Ad interpretare Manfredi, dicevamo, è Elio Germano il quale dice: «abbiamo amato Nino come Geppetto (nello sceneggiato Pinocchio, di Luigi Comencini, ndr) ma qui lo scopriamo un po’ come Pinocchio che si lascia attrarre dal paese dei balocchi, cioè dal lavoro dell’attore». Nei panni di Erminia c’è, invece, Miriam Leone: «Siamo praticamente entrati nell’album di famiglia, caricandoci di una grande responsabilità, Elio ed io, diretti dal figlio, abbiamo dovuto raccontare il primo incontro tra i suoi genitori». A questo proposito, va detto, che alcuni episodi del film, come ad esempio quello del primo incontro tra Nino ed Erminia, sono stati un po’ romanzati per esigenze di sceneggiatura ma, assicura il regista, «il 90% di quello che abbiamo raccontato è vero».

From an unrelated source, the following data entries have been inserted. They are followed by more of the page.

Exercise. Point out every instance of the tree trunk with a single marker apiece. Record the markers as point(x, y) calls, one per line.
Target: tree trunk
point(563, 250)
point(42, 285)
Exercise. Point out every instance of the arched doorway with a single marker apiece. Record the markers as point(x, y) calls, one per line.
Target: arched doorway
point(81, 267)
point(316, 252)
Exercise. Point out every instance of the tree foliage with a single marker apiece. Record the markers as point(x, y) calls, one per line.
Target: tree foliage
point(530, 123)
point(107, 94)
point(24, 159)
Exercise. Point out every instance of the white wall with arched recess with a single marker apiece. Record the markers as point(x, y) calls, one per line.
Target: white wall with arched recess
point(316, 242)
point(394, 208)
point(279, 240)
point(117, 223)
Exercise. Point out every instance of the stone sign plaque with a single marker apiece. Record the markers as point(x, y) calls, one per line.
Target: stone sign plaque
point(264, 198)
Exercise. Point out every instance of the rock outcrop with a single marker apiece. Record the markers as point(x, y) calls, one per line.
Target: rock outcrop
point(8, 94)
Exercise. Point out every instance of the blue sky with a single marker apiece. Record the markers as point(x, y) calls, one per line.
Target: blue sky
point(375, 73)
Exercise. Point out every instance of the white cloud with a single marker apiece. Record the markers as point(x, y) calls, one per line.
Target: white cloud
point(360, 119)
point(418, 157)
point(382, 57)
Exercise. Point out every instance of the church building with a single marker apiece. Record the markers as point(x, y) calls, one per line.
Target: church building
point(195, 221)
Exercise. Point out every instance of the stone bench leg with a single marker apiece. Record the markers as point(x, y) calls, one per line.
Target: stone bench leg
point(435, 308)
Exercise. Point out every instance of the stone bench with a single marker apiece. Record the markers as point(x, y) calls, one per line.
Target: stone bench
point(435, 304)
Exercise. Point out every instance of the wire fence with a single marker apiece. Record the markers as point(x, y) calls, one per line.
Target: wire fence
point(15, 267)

Del film è comprensibilmente contenta Erminia Manfredi che vuole condividere con “Avvenire” il ricordo di un episodio forse poco conosciuto della vita del marito, dichiaratamente non credente: «Un giorno fummo invitati in Vaticano, nell’appartamento di papa Giovanni Paolo II, per assistere alla lettura di una delle sue drammaturgie giovanili, La bottega dell’orefice. Alla fine della lettura, tutti i presenti si sperticarono in applausi e complimenti, in modo probabilmente eccessivo anche per lo stesso Wojtyla che rimase un po’ perplesso davanti a questa reazione. Perciò si rivolse a Nino e gli disse: “Manfredi, lei che ne pensa di questa commedia? Le è piaciuta?” Nino lo guardò con il suo sorriso e gli disse: “Santità, penso che abbia fatto bene a cambiare strada perché temo che come commediografo non sarebbe mai arrivato in alto come sta adesso”». Lo stesso Manfredi in seguito raccontò di un altro incontro con Wojtyla che, sentendolo dire che non credeva in Dio, gli rispose: «Non ti preoccupare, pregherò io per te». Al che l’attore ribatté: «Con una raccomandazione come la sua sto tranquillo».

In arte Nino è prodotto da Compagnia Leone Cinematografica in collaborazione con Rai Fiction. Il produttore Federico Scardamaglia anticipa che ci sono allo studio film su altri personaggi che hanno fatto la storia del cinema ed è probabilmente con lui che Luca Manfredi potrebbe realizzare una fiction su Alberto Sordi, compagno di Nino Manfredi in tanti film di successo come, solo per citarne alcuni, Riusciranno i nostri eroi a ritrovare l’amico misteriosamente scomparso in Africa? (1968, per la regia di Ettore Scola), Venezia, la luna e tu (1958, regia di Dino Risi) e Guardia, guardia scelta, brigadiere e maresciallo (1956, diretto da Mauro Bolognini).